I love to design and find it such a fun and creative outlet. After 9/11, I was working with Tommy Hilfiger, and we created this idea that “peace and love” would be the theme for Race to Erase MS for that year. This was a design I had always drawn since I was young and loved the beautiful sentiment of intertwining peace and love into beautiful and meaningful jewelry. I created my first Peace and Love jewelry designs that many celebrities wore that year, which really took off. Before I knew it, Saks 5th Avenue picked up my line, national television shows were featuring my product, and the designs were available in retail stores all over the country. A portion of all sales are to benefit the organization.
How is a day in your life?
A day in my life is very full – I wake up early and go to bed late. Every morning, I thank god that I am alive, have my family, and am able to do what I do each day. I have twin daughters, and I have extreme honor in being their mother. I’m so grateful. I work on both Race to Erase MS and Cure Addition Now daily, and feel so grateful that we are really saving lives. I have many meetings and Zoom calls. I always miss my son, so I take time everyday to look at the sunsets and visit with him in my own special way. I hope he’s proud of this charity that was so important to him.
What is something most people don’t know about you?
One thing that most people don’t know about me is that I’m currently working on my second book, “Just One More Day”. The book deals with grief, and is based on my son’s screenplay he wrote when he was 12-years-old.
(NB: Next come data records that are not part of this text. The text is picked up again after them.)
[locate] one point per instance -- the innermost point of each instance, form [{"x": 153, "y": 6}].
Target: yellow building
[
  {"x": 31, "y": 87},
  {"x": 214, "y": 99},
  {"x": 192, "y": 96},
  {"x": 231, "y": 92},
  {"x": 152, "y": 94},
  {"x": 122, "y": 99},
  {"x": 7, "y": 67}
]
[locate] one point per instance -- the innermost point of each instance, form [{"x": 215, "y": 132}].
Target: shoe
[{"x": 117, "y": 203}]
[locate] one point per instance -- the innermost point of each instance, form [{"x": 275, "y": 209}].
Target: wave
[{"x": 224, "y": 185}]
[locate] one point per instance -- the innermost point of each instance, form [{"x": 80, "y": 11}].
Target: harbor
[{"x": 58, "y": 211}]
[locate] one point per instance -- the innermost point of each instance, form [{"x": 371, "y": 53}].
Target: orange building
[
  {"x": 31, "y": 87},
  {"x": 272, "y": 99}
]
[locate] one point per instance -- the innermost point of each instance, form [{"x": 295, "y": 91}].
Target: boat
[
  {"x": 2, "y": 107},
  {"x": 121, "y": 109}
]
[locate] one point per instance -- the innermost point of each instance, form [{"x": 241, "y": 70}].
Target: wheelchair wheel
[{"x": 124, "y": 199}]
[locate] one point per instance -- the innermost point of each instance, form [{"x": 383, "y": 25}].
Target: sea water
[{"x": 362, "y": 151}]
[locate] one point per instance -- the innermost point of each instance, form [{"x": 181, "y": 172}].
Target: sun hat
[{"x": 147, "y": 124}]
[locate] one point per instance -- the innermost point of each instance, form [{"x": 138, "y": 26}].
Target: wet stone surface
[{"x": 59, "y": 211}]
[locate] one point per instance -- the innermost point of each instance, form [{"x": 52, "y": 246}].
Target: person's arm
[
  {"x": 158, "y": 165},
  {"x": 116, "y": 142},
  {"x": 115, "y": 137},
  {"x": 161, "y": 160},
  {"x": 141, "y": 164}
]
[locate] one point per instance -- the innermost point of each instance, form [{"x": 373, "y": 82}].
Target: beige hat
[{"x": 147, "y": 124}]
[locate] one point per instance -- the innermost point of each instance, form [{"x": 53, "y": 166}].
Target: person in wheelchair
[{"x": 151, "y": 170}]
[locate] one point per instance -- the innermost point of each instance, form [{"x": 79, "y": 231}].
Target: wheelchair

Jason had started working with Chris Farley on “Beverly Hills Ninja”. When Chris passed away, Jason was devastated and dealt with his grief through writing. After Jason passed away, I found his amazing screenplay, read it again, and thought, “what would I do if I could have my son back for 24 hours? For just one more day”? That would be my dream. And I began writing.
The journey has been extremely healing and I hope it helps to deal with the terrible disease called grief. I’m hoping to release “Just One More Day” to readers in about six months.
Choose two of your favorite quotes and write them here:
“Whether you think you can, or you think you can’t, you’re probably right”
“Lean on me / When you’re not strong / And I’ll be your friend / I’ll help you carry on… / For it won’t be long / Till I’m gonna need / somebody to lean on”
If you had the power to change just one thing in the world, what would it be?
If I had the power to change one thing in this world, it would be to bring my son Jason Davis back. Following that, it would be having the power to save lives in the world of both addiction and MS.